My love of Calvin & Hobbes as a comic strip is boundless and enthusiastic, much like Calvin's backyard wonderland, but that's not why I can read this book over and over. The Tenth Anniversary Book is no mere collection of strips, it is a magnificent collection of essays through which Mr. Watterson explains his vision, his philosophy, and his rabid adherence to his ideals.

And they are strong, deeply felt ideals about the creative process and creative property. Mr. Watterson refers to his strips as his children. He famously turned down lucrative (exceedingly so) merchandising offers revolving around his work, and even fought his syndicate to keep it from making dolls, toys, and tee shirts, despite that he'd have made a bucketload of money. He writes: "I envisioned Calvin & Hobbes as a comic strip, and that's all I wanted it to be." 

You let me know if your own lofty ideals hold up like that in the face of legal pressures, five years of bitter resentment, and several millions of dollars, and I'll let you know how well mine hold up.

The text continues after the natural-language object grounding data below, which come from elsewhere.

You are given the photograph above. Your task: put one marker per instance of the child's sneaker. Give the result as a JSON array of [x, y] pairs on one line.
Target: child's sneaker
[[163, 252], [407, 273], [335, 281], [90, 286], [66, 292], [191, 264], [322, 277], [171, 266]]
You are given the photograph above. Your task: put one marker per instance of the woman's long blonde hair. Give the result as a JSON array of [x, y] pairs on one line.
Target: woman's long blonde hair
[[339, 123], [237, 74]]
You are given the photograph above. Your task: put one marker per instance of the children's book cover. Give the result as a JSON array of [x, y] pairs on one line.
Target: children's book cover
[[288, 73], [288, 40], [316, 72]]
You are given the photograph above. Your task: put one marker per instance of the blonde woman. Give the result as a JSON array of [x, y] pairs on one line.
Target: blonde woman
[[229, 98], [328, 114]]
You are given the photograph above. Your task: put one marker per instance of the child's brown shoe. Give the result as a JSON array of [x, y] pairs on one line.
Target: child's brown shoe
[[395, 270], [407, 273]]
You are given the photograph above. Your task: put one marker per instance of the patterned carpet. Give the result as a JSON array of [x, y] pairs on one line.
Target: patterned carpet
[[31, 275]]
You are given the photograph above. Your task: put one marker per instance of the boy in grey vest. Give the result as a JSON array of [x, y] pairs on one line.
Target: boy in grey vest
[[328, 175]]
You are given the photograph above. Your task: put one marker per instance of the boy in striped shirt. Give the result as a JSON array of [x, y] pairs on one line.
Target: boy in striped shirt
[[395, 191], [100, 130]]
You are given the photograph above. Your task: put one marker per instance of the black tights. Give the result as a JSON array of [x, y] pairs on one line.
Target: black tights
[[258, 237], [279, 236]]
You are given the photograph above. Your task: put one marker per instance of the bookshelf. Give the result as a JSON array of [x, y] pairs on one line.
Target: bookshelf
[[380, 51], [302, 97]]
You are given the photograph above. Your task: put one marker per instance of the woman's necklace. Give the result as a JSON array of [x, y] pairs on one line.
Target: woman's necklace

There is no better book on the purity, the singularity, and the universality of creativity than this gem. Each time I read this book I am reconnected with something that takes a daily pummeling ‒‒ my idealism. I am an unapologetic idealist, and I take a continued shellacking from Planet Earth and its population of anuses (not you) because of it.

So when I read this amalgam of creative insight, idealism, egotistical bullshit, failures, realities, and the unapologetic adherence to the purity of artistic vision at all costs, from a man who made himself an unwitting legend by way of a tiny comic strip, I am reborn. If I live long enough, I might actually just read it a million times.